マウスの左ボタンをクリックすると 2 つのポイントをタッチしている状態になり、ボタンを離すと両方のポイントを離します。 |
|
上下のスワイプ | 画面の垂直方向のメニューを開いているときに、スクロール ホイール(マウスホイール)を使用してメニュー項目をスクロールします。メニュー項目をクリックして選択します。 |
エミュレータ パネルを使用して一般的なアクションを行う
エミュレータで一般的なアクションを行うには、エミュレータ ツールバー(Android Studio 内でエミュレータを実行している場合)または右側のパネル(Android Studio 外のウィンドウでエミュレータを実行している場合)を使用します。表 2 に、一般的なエミュレータ アクションと、関連するボタンを示します。

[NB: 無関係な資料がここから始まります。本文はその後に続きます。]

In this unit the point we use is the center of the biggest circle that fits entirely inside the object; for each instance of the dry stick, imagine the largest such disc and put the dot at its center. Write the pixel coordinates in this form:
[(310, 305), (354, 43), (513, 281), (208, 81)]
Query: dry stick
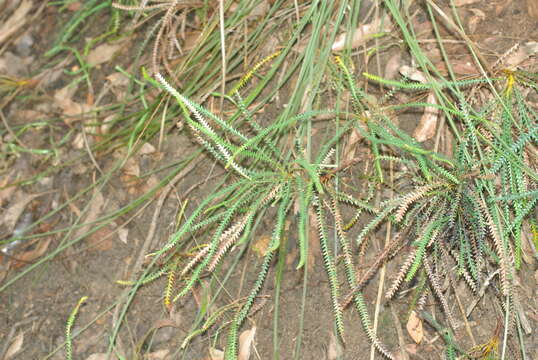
[(89, 150), (380, 260), (10, 131), (382, 277), (149, 239), (482, 61), (223, 53), (399, 331), (460, 306)]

キーボード ショートカットを使用することで、エミュレータでさまざまな種類の一般的なアクションを行えます。エミュレータのショートカットを一覧表示するには、F1(macOS では Command+/)キーを押して、[Extended controls] ウィンドウのヘルプペインを開きます。
機能 | 説明 |
---|---|
閉じる |
エミュレータを終了します。 |
最小化 |
エミュレータ ウィンドウを最小化します。 |
サイズ変更 | オペレーティング システムのウィンドウと同様に、エミュレータのサイズを変更します。エミュレータはデバイスに適したアスペクト比を保持します。 |
電源 |
クリックして画面をオンまたはオフにします。 長押ししてデバイスのオン / オフを切り替えます。 |
音量を上げる |
クリックするとスライダー コントロールが表示され、音量を上げることができます。再度クリックするとさらに音量が上がり、スライダー コントロールで音量を調整できます。 |
音量を下げる |
クリックするとスライダー コントロールが表示され、音量を下げることができます。再度クリックするとさらに音量が下がり、スライダー コントロールで音量を調整できます。 |
左に回転 |
デバイスを反時計回りに 90 度回転させます。 |
右に回転 |
デバイスを時計回りに 90 度回転させます。 |
スクリーンショットを撮る |
クリックするとデバイスのスクリーンショットを撮影できます。 |
クリックすると、カーソルがズームアイコンに変化します。ズームモードを終了するには、もう一度ボタンをクリックします。 ズームモードでズームインおよびズームアウトするには:
ズームモードで画面移動するには、Ctrl(macOS では Command)キーを押しながら、キーボードの矢印キーを押します。 ズームモードでデバイス画面をタップするには、Ctrl(macOS では Command)キーを押しながらクリックします |
|
戻る |
前の画面に戻ります。または、ダイアログ、オプション メニュー、通知パネル、画面キーボードを閉じます。 |
ホーム |
ホーム画面に戻ります。 |
最近
(最近使用したアプリ) |
タップすると最近使用したアプリのサムネイル画像の一覧が表示されます。アプリを開くには、そのサムネイルをタップします。リストからサムネイルを削除するには、左か右にスワイプします。このボタンは Wear OS ではサポートされていません。 |
折りたたむ |
折りたたみ式デバイスの場合は、デバイスを折りたたんで、小さい画面構成を表示します。 |
開く |
折りたたみ式デバイスの場合は、デバイスを開いて、大きい画面構成を表示します。 |
ボタン 1 |
Wear デバイスの場合は、デバイスのボタン 1 を押します。API レベル 28 以降を搭載した Wear デバイスでのみ利用できます。 |
ボタン 2 |
Wear デバイスの場合は、デバイスのボタン 2 を押します。API レベル 30 以降を搭載した Wear デバイスでのみ利用できます。 |
手のひら |
Wear デバイスの場合は、デバイスの画面で手のひらを押します。デバイスがアンビエント モードに設定されます。API レベル 28 以降を搭載した Wear デバイスでのみ利用できます。 |
傾ける |
Wear デバイスの場合は、デバイスを傾けます。アンビエント モードが終了します。API レベル 28 以降を搭載した Wear デバイスでのみ利用できます。 |
メニュー | Ctrl+M(macOS では Command+M)キーを押して、メニューボタンをシミュレートします。 |
その他 |
クリックすると、他の機能や設定にアクセスできます。 |
エミュレータを更新する
Android Emulator を更新するには、SDK Manager の [SDK Tools] タブで [Android Emulator] コンポーネントを選択します。手順については、SDK Manager でのツールの更新をご覧ください。